Facebook actively alters the content you see. Most people focus on the practice of marketing, but most of what Facebook’s algorithms do involve curating content to provide you with what they think you want to see. Facebook algorithmically determines which of your friends’ posts you see. They don’t do this for marketing reasons. They do this because they want you to want to come back to the site day after day. They want you to be happy. They don’t want you to be overwhelmed. Their everyday algorithms are meant to manipulate your emotions. What factors go into this? We don’t know.

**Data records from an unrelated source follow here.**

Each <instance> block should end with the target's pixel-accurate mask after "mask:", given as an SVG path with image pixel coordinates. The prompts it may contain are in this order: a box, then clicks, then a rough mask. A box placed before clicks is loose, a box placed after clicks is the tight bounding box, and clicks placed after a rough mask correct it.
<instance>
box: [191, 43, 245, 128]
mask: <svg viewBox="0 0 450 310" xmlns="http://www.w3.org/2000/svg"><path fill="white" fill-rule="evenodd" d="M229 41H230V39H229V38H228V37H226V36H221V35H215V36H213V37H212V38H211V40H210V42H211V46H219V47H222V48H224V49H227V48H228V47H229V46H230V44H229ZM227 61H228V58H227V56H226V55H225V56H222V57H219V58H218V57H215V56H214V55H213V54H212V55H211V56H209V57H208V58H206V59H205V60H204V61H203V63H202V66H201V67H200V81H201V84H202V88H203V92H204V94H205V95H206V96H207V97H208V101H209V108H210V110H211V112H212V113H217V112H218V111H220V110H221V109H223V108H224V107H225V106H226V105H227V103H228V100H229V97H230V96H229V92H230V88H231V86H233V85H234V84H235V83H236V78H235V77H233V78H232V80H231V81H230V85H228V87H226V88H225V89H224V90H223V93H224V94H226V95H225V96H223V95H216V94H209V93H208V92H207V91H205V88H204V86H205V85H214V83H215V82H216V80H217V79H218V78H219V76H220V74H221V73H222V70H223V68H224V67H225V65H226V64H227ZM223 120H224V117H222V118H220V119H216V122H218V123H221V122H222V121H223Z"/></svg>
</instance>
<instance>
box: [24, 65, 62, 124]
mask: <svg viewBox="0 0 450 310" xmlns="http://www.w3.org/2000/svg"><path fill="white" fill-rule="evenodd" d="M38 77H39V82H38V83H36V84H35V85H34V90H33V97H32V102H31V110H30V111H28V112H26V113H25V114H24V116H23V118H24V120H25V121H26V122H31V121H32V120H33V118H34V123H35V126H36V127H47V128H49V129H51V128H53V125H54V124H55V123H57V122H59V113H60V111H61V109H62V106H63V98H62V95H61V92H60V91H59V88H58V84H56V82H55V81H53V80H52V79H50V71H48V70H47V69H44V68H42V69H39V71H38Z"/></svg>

Basically, Facebook is always experimenting on you, trying to keep you happy and interested by filtering the information you see without ever telling you that they're filtering the information. Boyd queries, "what would it mean that you’re more likely to see announcements from your friends when they are celebrating a new child or a fun night on the town, but less likely to see their posts when they’re offering depressive missives or angsting over a relationship in shambles?" Should sad or unhappy things be kept from you because they're likely to upset you? Who gets to decide that? An algorithm? Gershon commented, "I find it fascinating that this experiment, the substance of it, is to treat people as manipulable machines– that the experiment suggests that people can figure out an algorithmic way to manipulate others' emotions." The problem is not just Facebook's research methods, but the vision of human nature behind those research methods. Facebook's business model, and the business model of social media in general, views people not as human beings, but as inputs to be exploited and controlled. You can clearly parallel Facebook’s working business model and aggressive manipulative ideal to Milgrams' experiments. In the name of researching how people can be manipulated, Milgram used and exploited people, plugging them into his thesis, and carefully recording their emotional distress. He did conduct follow-up interviews to make sure that there was no long-term psychological damage or distress — and similarly it seems unlikely that the Facebook experiment would result in long-term damage. Even if there is no easily quantifiable harm, there remains a question of whether it's acceptable to treat people as things or lab rats, whether in the name of research into great moral truths or in the name of marketing. The promise of social media is that it will connect us to each other, and make it possible to share more closely with folks we love and care about. The threat, it seems like, is that users of social media turn into a consumable content mill for everyone else; millions of people-engines grinding out insight, uplift, outrage and demographic data at the synchronized command of algorithmic monetization. Facebook's experiment suggests that it sees users as something to be used — which is unsettling, even if they are using us to inflict pleasure on each other instead of pain. 

Noah Berlatsky

Noah Berlatsky edits the comics and culture website the Hooded Utilitarian and is a correspondent for the Atlantic. He is working on a book about the original Wonder Woman comics.